К радости

"В крайнем принятии отчаяния и заключена "смертельная болезнь",
это противоречивое моление, этот недуг Я: вечно умирать, умирать,
однако-же не умирая, умирать смертью. Ибо умереть –
значит, что всё кончено, однако умирать смертью означает
переживать свою смерть, а переживать её даже одно-единственное
мгновение – значит переживать её вечно. Для того чтобы умереть
от отчаяния как от болезни, надо, чтобы Вечное в нас, в этом Я,
могло умереть, как умирает от болезни тело".

Сёрен Кьеркегор, "Болезнь к смерти".










"Доброе утро" –

говоришь ты, и тяжёлый занавес штор, отворяясь, распахивает морозные веки октябрьского неба, смотрящих на меня новым днём, пришедшим как чудо, ворвавшимся нежданным подарком, новой возможностью слышать твой голос и твоё "Доброе утро".
Решётки на окнах продольно делят льющие через подоконник струи чистого солнца, пилят льдистые оконные стёкла палаты, заканчиваясь где-то у подножья моей койки, замыкаясь жёлтым прямоугольником, улёгшимся на пыльно ниспадающую драпировку простыни и шнуровку чёрных ботинок.

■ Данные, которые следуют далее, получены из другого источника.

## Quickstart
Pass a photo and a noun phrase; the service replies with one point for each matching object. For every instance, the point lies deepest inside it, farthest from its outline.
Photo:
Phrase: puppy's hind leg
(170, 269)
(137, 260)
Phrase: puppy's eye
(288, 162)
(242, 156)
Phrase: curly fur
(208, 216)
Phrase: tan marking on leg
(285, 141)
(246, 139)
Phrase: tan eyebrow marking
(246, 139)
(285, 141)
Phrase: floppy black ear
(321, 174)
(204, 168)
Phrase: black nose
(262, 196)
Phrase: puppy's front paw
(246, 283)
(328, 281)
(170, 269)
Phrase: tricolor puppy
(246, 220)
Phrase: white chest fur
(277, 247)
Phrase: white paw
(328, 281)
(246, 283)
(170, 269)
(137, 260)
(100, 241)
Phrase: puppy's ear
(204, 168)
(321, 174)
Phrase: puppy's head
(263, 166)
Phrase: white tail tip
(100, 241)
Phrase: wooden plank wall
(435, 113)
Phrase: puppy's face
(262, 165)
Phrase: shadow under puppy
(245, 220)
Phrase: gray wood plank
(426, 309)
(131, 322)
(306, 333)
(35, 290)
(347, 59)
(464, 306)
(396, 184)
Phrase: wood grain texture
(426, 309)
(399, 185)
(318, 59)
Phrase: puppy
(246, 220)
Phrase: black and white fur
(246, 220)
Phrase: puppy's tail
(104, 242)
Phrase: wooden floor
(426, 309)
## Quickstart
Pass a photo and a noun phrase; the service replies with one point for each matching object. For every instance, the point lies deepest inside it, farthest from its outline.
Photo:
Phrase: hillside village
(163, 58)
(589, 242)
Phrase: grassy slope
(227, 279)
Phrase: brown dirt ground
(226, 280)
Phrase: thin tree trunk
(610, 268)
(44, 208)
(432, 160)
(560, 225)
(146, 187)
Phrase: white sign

Доброе утро. Новый подарок твоих добрых глаз, уютная, комнатная фигура твоего тембра. Нас строят в коридоре, а ты водишь ручкой по спискам и называешь наши фамилии. Твой голос такой нежный, в нём столько ласки, тепла - "Вы поправитесь", говоришь ты мне и распускаешь нас застилаться.  Холодная вода. Она стынет с каждым днём, и мурашки от касаний её мёрзких ладошек обволакивают заспанные скулы и скатываются обратно в раковину по щетинистой шкуре щёк.
Мы садимся за стол двумя группами – сегодня четверг, в миске плавает пузыристая пена, это значит рыбный день. Сосед ест с большим аппетитом. Он приглашал меня к себе на дачу – говорил, что у него большая коллекция музыки. Он очень скучает по ней, иногда он кричит по ночам, а однажды даже разбил зеркало и воткнул его кусок себе в горло, из-за этого его голос теперь сиплый и свистит. Я тоже ем с большим аппетитом, тёплая рыбная пена лопается во рту и катится по пищеводу, крупные чешуйки прилипают к зубам, я откусываю новый кусок серого хлеба и пью прохладный компот. Я заметил, что от него странным образом улучшается настроение и наступает умиротворительная тишина, поэтому я всегда беру себе по две кружки и пью их с наслаждением – так мы распахиваем двери во двор и высыпаемся, как рыба, на палубу, залитую жёлтыми, алыми, рыжими листьями, и так потрясающе легко сидеть среди знакомых людей, в уютном, семейном жужжании которых мысль льётся необоримо и просторно.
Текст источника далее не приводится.